Palabras clave: Schonlein-Henoch purpura, bees, vasculitis, leukocytoclastic, cutaneous
Henoch Schonlein purpura (HSP) is a common childhood vasculitis, characterized by a non-thrombocytopenic palpable purpura and systemic features. It can be triggered by conditions like infections and insect bites. We present the case of a six-year-old girl with palpable maculopapular lesions on the lower limbs, itching, mild pain, swelling of feet, limitation of limb mobility, and a history of bee sting. Thigh skin biopsy was performed, with a report of leucocytoclastic vasculitis, and was diagnosed as HSP. She was prescribed bed rest, and was given oral hydration. The patient outcome was favorable and was discharged after five days. This is the fifth report of a HSP case associated with a bee sting with an uncomplicated course, which is in contrast to previous case reports.
Henoch Schonlein purpura is one the most common vasculitis in childhood. It is characterized as a palpable not thrombocytopenic purpura and shows gastrointestinal bleeding, abdominal distress, glomerulonephritis, arthritis and arthralgia. It also presents with leukocytoclastic vasculitis with immunoglobulin A at histopathological levels [1]. Heberden published the first description of Henoch Schonlein purpura in 1801, in two five-year-old boys. They had abdominal vomiting, melena, arthralgia, purpuric erythema and hematuria [2]. Johann Schonlein who recognized the association between purple and arthralgia, calling it “rheumatic peliosis”, characterized Henoch Schonlein purpura. His student, the pediatrician Eduard Henoch, who described the abdominal and renal compromise in four children [3],[4], extended this description. Afterwards, Gairdner used the term anaphylactoid purpura [5],[6].
Henoch Schonlein purpura often occurs in childhood, is predominant in males and is related to various triggers. These include bacterial, fungal, protozoan infections and insect bites [7]. Worldwide, there have been only four case reports associated with bee sting. We show here the case of a six-year-old student with Henoch Schonlein purpura with antecedent of a bee sting.
We received a six year and nine months old female student, from Trujillo (Peru), without comorbidities and up to date on vaccinations at the Hospital Regional Docente-Trujillo. Three weeks before her entry to the Hospital, she presented an upper respiratory tract infection. She was treated with mucolytic medication, amoxicillin and clavulanic acid. The respiratory infection subsided seven days later. Ten days before her entry to the hospital, she presented with nausea, headache, hiporexia, oral intolerance and vomiting. Six days before her entry to the hospital, she showed intermittent crampy abdominal pain for two days. Five days before her entry to the hospital, she sustained a bee sting on a foot with subsequent formation of painful inflammatory papule with puctiform injury.
Three days before her entry to the hospital, she presented with maculopapular palpable lesions in the lower limbs, which irradiated in a centripetal way to the anterior and posterior sides of the feet, legs and thighs. In addition, she developed itching, edema of the feet and limitation of movement. She went to the emergency department, where the diagnosis was Henoch Schonlein purpura and as outpatient was prescribed oral chlorpheniramine 7.5 ml every eight hours. There she denied abdominal pain. On the day of admission to the hospital, the lesions progressed to both buttocks. The Pediatricians hospitalized her with Henoch Schonlein purpura diagnosis.

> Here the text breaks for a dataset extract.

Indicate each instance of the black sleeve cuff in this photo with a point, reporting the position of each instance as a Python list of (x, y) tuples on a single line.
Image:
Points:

Her measurements included weight of 25.5 kg, height 117.5 cm, and head circumference 49.5 cm. Vital signs: Blood pressure (BP) 90/60 mmHg (P95: 116/77), heart rate (HR) 100, respiratory rate (RR) 22. The patient was admitted in a generally good state, spontaneous ventilation, with reddish maculopapular lesions in upper and lower limbs and buttocks, but none in the inguinal region (Figures 1 and 2). Blood count, hematocrit, platelet count, peripheral blood profile, creatinina and urine test all were normal. Total abdominal ultrasound reported no abnormal findings.
Figure 1. Maculopapular lesions in both lower limbs.
Figure 2. Edema in the back of hand.
A skin biopsy (3 mm) was obtained from the thigh and stained with hematoxylin-eosin. Leukocytoclastic vasculitis was reported in small vessels at the reticular superficial dermis level, with superficial vascular plexus commitment (Figure 3). In addition, neutrophils invading and destroying the vessel wall were observed (Figure 4). Final pathological diagnosis included leukocytoclastic vasculitis.
Figure 3. Skin biopsy, with hematoxylin-eosin staining.
Figure 4. Skin biopsy, with hematoxylin-eosin staining.
During hospitalization the patient was afebrile. The edema was resolved five days after admission to the hospital and her evolution was favorable. The patient was resting, receiving orally hydration and paracetamol/acetaminophen conditional to fever during her hospitalization. She was discharged ten days after her admission to the hospital, with purpuric lesions in remission. The diagnosis upon discharge was Henoch Schonlein purpura.
Henoch Schonlein purpura is a systemic vasculitis of small vessels, mediated by immunoglobulin A, also called leukocytoclastic vasculitis. This disease occurs frequently in childhood, usually between ages 3 and 15; it is infrequent in children under 2 years and adults [8],[9],[10],[11]. The most frequent age of presentation is between 6 and 7 years, with some seasonal variation, usually presenting in winter [12],[13]. In this case, the patient is six years nine months old.
Formerly known as anaphylactoid purpura, its name suggested an allergic process as the basis for its development. Currently and due to the presence of immunoglobulin A deposits, it is suggested as an immunologic origin, although there is a genetic component [1]. The etiology is unknown, but is often associated to infectious diseases, usually bacterial, as triggers [8],[12],[14],[15],[16],[17],[18],[19]. Others causes have been established; including viral infections, vaccination and even processes caused by insects [7].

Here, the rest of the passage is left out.